Estados Unidos planejam reabrir embaixada na Síria após 14 anos
Após queda de Bashar al-Assad e aproximação com novo governo sírio, Washington avalia retorno diplomático a Damasco
O governo dos Estados Unidos informou ao Congresso que está avançando no planejamento para uma possível reabertura da embaixada americana em Damasco, na Síria, fechada desde 2012 devido à guerra civil no país.
Segundo comunicado enviado a comissões do Congresso no início deste mês, obtido pela agência de notícias Associated Press, os legisladores foram notificados sobre a "intenção do Departamento de Estado de implementar uma abordagem gradual para potencialmente retomar as operações da embaixada na Síria".
A notificação, datada de 10 de fevereiro, indicava que os primeiros gastos com o plano começariam em até 15 dias, embora ainda não haja um cronograma definido para a conclusão das ações ou para o retorno integral do corpo diplomático americano a Damasco.
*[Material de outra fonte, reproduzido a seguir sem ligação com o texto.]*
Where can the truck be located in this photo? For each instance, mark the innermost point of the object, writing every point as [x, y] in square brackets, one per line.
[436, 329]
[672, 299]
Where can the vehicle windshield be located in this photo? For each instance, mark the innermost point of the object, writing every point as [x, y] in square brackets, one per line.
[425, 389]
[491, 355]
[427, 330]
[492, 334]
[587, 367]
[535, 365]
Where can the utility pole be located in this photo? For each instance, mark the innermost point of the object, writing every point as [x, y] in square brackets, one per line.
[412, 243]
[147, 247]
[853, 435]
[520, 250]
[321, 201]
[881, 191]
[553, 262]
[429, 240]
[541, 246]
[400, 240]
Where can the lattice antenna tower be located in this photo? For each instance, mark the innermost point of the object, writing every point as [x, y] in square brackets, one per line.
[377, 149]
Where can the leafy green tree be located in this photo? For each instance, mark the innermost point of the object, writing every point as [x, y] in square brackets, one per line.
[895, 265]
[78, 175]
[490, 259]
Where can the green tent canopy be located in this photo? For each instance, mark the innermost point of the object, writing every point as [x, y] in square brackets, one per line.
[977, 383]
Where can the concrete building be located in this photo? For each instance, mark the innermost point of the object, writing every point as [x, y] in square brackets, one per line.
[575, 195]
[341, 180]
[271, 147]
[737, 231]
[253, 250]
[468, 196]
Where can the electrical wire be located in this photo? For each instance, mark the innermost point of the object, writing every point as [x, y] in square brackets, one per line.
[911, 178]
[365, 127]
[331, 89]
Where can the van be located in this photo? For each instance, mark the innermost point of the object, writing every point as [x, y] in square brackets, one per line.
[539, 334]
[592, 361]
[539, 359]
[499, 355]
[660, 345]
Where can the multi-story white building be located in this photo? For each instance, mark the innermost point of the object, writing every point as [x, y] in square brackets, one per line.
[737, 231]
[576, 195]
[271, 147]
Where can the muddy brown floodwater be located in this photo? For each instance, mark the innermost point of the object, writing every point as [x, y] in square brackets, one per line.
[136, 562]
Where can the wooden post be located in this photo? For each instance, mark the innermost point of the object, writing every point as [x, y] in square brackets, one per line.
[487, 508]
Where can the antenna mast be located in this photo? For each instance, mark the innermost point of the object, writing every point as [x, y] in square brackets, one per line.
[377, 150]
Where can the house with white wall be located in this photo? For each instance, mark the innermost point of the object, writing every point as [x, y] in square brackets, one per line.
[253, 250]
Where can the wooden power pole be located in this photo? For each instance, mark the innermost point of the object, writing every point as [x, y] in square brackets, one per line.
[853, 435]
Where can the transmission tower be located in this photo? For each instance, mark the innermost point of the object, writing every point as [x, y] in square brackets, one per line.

A reabertura da embaixada vem sendo considerada pelo governo desde o ano passado, logo após a deposição do ditador Bashar al-Assad em dezembro de 2024. A iniciativa é uma das prioridades do embaixador dos EUA na Turquia e enviado especial para a Síria, Tom Barrack.
Barrack tem defendido uma reaproximação significativa com a Síria e com o novo governo liderado pelo ex-rebelde Ahmad al-Sharaa. Ele também atuou para a suspensão das sanções americanas e para a reintegração da Síria às comunidades regionais e internacionais.
Em declaração a repórteres nesta sexta-feira, 20, o presidente Donald Trump elogiou o desempenho de al-Sharaa na presidência síria. "Ele é um cara durão. Não é nenhum santo. Nem um santo conseguiria", afirmou Trump. "Mas a Síria está se unindo."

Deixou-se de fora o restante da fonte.